1. Dental plaque accumulation 2. Gingival inflammation (vasodilation, edema, inflammatory cell migration) 3. Collagen fiber destruction (apical and lateral to the JE) 4. Apical proliferation of JE cells along the root surface 5. Coronal detachment of the JE from the root surface 6. Oral sulcular epithelium gradually replaces the pocket wall
34
What are the key features of the junctional epithelium in a healthy state?
- Functions as a barrier against plaque bacteria - stratified squamous nonkeratinized epithelium - Apical portion usually on enamel - Attached to the tooth by internal basal lamina and to C.T. by external basal lamina - high permeability for cells and fluids - high rates of cellular proliferation and turnover
35
How does the JE change in inflamed periodontal tissue?
- Becomes shorter than in healthy tissue - Apical portion moves to the root surface - Infiltrated by inflammatory cells (mainly neutrophils) - Cells show degeneration and ulceration - Less resistant to probing, increasing bleeding risk
36
What changes occur in the epithelium of the lateral wall of a periodontal pocket?
- Infiltration by leukocytes and edema from inflamed connective tissue - Formation of epithelial buds projecting into inflamed tissue - Degeneration and necrosis can lead to ulceration and exposure of underlying tissue
37
What are some unique features of the epithelial part of the pocket wall?
- No direct correlation between pocket depth and degenerative severity - At the gingival crest, epithelium is intact, thickened, and has prominent rete pegs - More pronounced degeneration in aggressive periodontitis compared to nonaggressive forms
38
What changes are seen in the connective tissue of a periodontal pocket wall?
- Increased blood vessels and endothelial cell proliferation - Dilated capillaries and edematous tissue - Infiltration with plasma cells (80%) and lymphocytes - Degeneration of fibroblasts and destruction of gingival fibers - Presence of newly formed fibroblasts and collagen fibers
39
What is the surface morphology of the tooth wall in a periodontal pocket?
1. Cementum covered by calculus 2. Attached plaque covers calculus and extends apically 3. Unattached plaque surrounds the attached plaque and extends apically 4. Junctional epithelium is <100 µm thick, versus >500 µm in normal sulcus 5. Partially destroyed CT fibers 6. Intact CT fibers
40
Can periodontal pockets resolve without treatment?

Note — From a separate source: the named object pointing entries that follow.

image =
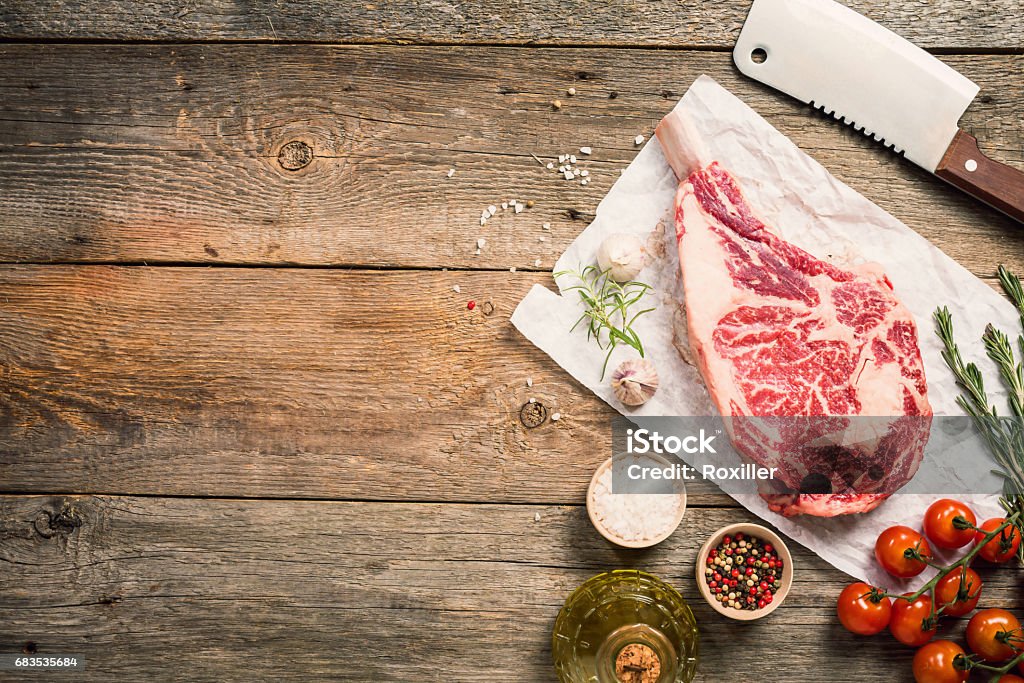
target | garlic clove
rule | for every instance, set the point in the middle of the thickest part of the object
(635, 381)
(623, 255)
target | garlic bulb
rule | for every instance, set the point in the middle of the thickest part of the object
(623, 255)
(635, 381)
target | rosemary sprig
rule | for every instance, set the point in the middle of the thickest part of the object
(608, 308)
(1003, 435)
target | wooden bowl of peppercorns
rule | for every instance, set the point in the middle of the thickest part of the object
(744, 571)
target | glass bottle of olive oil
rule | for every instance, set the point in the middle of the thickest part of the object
(625, 627)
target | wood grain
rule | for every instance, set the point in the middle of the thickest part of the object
(173, 153)
(284, 383)
(945, 24)
(300, 590)
(996, 184)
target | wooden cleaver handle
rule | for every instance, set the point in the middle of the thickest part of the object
(996, 184)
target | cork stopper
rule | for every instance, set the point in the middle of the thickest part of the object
(638, 664)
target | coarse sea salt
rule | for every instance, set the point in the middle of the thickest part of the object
(633, 517)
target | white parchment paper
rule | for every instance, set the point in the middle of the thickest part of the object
(810, 208)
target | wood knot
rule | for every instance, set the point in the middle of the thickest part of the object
(532, 415)
(295, 155)
(64, 521)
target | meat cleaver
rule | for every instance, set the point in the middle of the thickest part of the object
(851, 68)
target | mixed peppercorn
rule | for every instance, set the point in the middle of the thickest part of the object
(743, 572)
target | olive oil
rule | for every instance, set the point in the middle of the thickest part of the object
(625, 627)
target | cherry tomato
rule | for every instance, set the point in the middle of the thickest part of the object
(908, 621)
(1004, 547)
(958, 592)
(985, 633)
(934, 664)
(939, 525)
(892, 545)
(859, 613)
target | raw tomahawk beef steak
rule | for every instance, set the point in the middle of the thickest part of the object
(777, 332)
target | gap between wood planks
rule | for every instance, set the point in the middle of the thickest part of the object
(692, 47)
(690, 503)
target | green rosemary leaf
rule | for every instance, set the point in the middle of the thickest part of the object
(608, 307)
(1004, 436)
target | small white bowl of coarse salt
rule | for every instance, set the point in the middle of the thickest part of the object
(634, 519)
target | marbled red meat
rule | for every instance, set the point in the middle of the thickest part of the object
(778, 333)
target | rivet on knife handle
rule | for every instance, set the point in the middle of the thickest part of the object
(996, 184)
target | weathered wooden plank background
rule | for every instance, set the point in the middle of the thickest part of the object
(706, 24)
(190, 173)
(247, 424)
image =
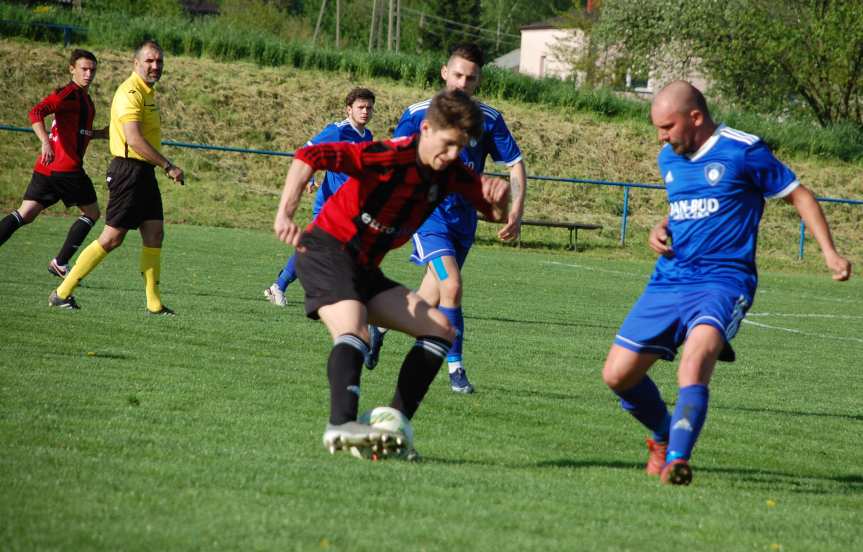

yes, pockets undergo tissue destruction and repair cycles where granulation tissue forms with fibroblasts, keratinocytes, and new capillaries. ***Complete healing does not occur if infectious factors are still present.
41
What pathological changes happen to the root surface of a periodontal pocket?
- Collagen fibers (Sharpey's fibers) undergo destruction and degeneration. - Cementum becomes exposed, allowing bacteria to penetrate. - Bacterial invasion leads to further cementum breakdown.
42
How do bacteria penetrate the root cementum in periodontal disease?
Bacteria may reach the cemento-dentinal junction and dentinal tubules and cause fragmentation of the cementum surface, leading to necrosis (87% of periodontally diseased teeth) **Endotoxins can prevent fibroblast attachment, hindering healing.
43
What triggers alveolar bone loss in periodontal disease?
- Triggered by inflammatory mediators in gingival tissue and activation of inflammatory pathways leads to bone resorption **Mediators must reach a critical distance to the alveolar bone to initiate loss.
44
Describe the multistep process of alveolar bone loss.
1. Proliferation of osteoclast precursors (progenitor cells, macrophages). 2. Commitment of these precursors to the osteoclast phenotype. 3. Degradation of bone's organic and inorganic matrix by osteoclasts. 4. Process is driven by proinflammatory cytokines (IL-1β, TNF-α, IL-6).
45
How is bone loss controlled during inflammation?
- Controlled by the RANK/RANKL/OPG mechanism where RANKL binds to RANK on osteoclast precursors, activating them. - OPG (osteoprotegerin) acts as a decoy receptor, preventing RANKL from binding to RANK, inhibiting osteoclast activation.